Case Study: How Radio Drives Website Visitors and Impact

Written by PortMA

Case Study: How Radio Drives Website Visitors and Impact

The Brand Challenge

A household services company is working through a transition based on a federal mandate that requires homeowners to change the way they receive services. A small, but vocal, portion of current customers are resistant to this transition. In order to ease the transition for all customers, an awareness education campaign was initiated.

The Campaign

The campaign included a multi-channel media overlay, highlighted by community events, door-to-door conversations, radio, print and online advertising (CPC, CPM, and social media). After an initial review of experiential activations, it was determined that the greatest success was going to come from mass-market channels, such as radio and print. Therefore the campaign was modified to put the majority of focus on these marketing methods.

The Measurement Strategy

PortMA analyzed the radio campaign and its ability to drive traffic to a major utility company’s website. PortMA developed a methodology, used data supplied by the client, and researched benchmarks and the utility company’s Google Analytics website data to develop a customized analysis technique to measure traffic performance, then report on the campaign’s impact and trends over a ten-month period.

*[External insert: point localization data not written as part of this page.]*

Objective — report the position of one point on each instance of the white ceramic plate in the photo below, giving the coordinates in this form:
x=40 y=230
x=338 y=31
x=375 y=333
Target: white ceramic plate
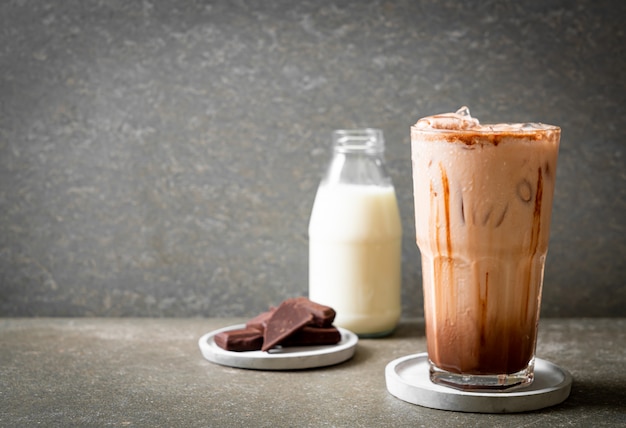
x=408 y=378
x=288 y=358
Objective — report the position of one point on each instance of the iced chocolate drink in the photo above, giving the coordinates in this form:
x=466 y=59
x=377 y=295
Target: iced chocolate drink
x=483 y=200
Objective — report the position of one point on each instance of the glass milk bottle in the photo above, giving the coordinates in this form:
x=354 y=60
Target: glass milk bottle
x=355 y=237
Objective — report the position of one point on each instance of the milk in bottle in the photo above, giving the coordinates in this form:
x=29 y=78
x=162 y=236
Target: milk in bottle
x=355 y=237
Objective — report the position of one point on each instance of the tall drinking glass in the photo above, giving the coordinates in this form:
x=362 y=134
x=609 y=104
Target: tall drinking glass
x=483 y=202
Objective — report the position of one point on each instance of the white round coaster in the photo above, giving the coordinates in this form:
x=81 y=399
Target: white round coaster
x=408 y=378
x=288 y=358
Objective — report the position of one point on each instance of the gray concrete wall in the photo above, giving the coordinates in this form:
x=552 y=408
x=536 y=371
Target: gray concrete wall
x=161 y=158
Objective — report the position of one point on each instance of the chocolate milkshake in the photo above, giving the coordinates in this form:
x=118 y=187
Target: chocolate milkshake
x=483 y=201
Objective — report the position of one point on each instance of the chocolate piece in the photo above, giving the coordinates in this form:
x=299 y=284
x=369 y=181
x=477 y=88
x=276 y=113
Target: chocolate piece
x=260 y=321
x=244 y=339
x=323 y=316
x=309 y=336
x=289 y=317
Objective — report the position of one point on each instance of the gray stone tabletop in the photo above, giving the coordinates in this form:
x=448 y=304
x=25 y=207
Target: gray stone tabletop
x=150 y=372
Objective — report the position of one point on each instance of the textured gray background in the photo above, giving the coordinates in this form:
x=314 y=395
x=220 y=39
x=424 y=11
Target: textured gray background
x=161 y=158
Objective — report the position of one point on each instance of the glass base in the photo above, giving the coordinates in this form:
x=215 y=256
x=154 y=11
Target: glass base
x=471 y=382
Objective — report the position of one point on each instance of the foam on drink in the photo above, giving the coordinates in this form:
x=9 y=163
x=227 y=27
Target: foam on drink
x=483 y=197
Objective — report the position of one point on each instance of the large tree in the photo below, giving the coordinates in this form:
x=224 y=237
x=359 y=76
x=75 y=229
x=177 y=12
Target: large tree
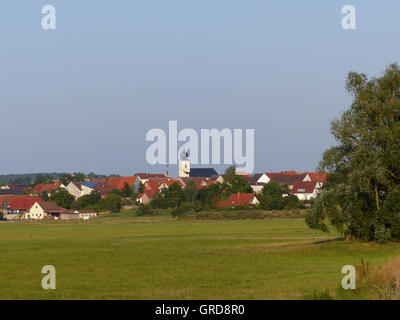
x=362 y=196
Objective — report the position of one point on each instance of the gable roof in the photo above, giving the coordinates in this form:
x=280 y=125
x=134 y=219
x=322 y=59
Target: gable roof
x=318 y=176
x=23 y=203
x=46 y=187
x=89 y=184
x=103 y=188
x=50 y=207
x=5 y=192
x=237 y=200
x=119 y=182
x=199 y=182
x=202 y=172
x=151 y=175
x=286 y=178
x=304 y=187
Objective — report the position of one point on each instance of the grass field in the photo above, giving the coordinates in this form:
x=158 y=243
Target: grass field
x=123 y=257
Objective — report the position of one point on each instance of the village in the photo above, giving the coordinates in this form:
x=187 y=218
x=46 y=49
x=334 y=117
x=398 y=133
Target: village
x=74 y=198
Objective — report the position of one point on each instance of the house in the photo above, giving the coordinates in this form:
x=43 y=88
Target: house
x=239 y=200
x=145 y=197
x=103 y=188
x=202 y=172
x=306 y=190
x=256 y=186
x=283 y=177
x=79 y=215
x=10 y=192
x=143 y=177
x=318 y=176
x=86 y=214
x=46 y=187
x=14 y=187
x=45 y=210
x=119 y=182
x=199 y=182
x=16 y=207
x=80 y=189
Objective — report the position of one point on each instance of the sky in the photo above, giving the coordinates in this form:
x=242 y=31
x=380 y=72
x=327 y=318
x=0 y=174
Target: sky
x=83 y=96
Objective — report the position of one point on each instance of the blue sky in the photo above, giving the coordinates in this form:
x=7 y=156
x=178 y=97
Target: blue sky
x=83 y=96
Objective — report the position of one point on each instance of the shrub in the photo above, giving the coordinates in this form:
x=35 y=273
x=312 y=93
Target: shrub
x=145 y=209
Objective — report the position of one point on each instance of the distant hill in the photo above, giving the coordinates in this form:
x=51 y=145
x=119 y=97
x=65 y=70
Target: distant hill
x=28 y=178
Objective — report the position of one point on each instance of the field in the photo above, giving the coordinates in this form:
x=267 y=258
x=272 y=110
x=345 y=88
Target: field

PortMA compared monthly impressions, reach, internalization, cost, and CPM to identify trends resulting from the campaign strategy on a month-to-month basis. Projected campaign totals were calculated for each Key Performance Indicator (KPI) to compare current campaign performance to campaign goals.

To confirm the radio advertising campaign’s impact on website traffic, estimated traffic for the month from radio was determined by multiplying the percentage of impressions by search and direct traffic. This was compared to radio campaign reach and costs to calculate conversion rates and costs per visit.

Key Findings/ Insights

  • Radio advertising drove website traffic at equal or higher rates than other offline channels (i.e., print media).
  • While radio ad reach stayed constant over the life of the campaign, internalization increased at a steady rate. As a result, consumer conversion rates were always higher than campaign benchmarks and costs per acquisition were always lower.
  • Radio advertising was able to meet or exceed all pre-set performance goals.

PortMA was able to measure the impact of a ten-month radio advertising campaign on website traffic. It was determined that this advertising medium was able to outperform other offline channels, increase message internalization among a pre-defined population, and convert more consumers at a lower cost, while meeting or exceeding performance goals.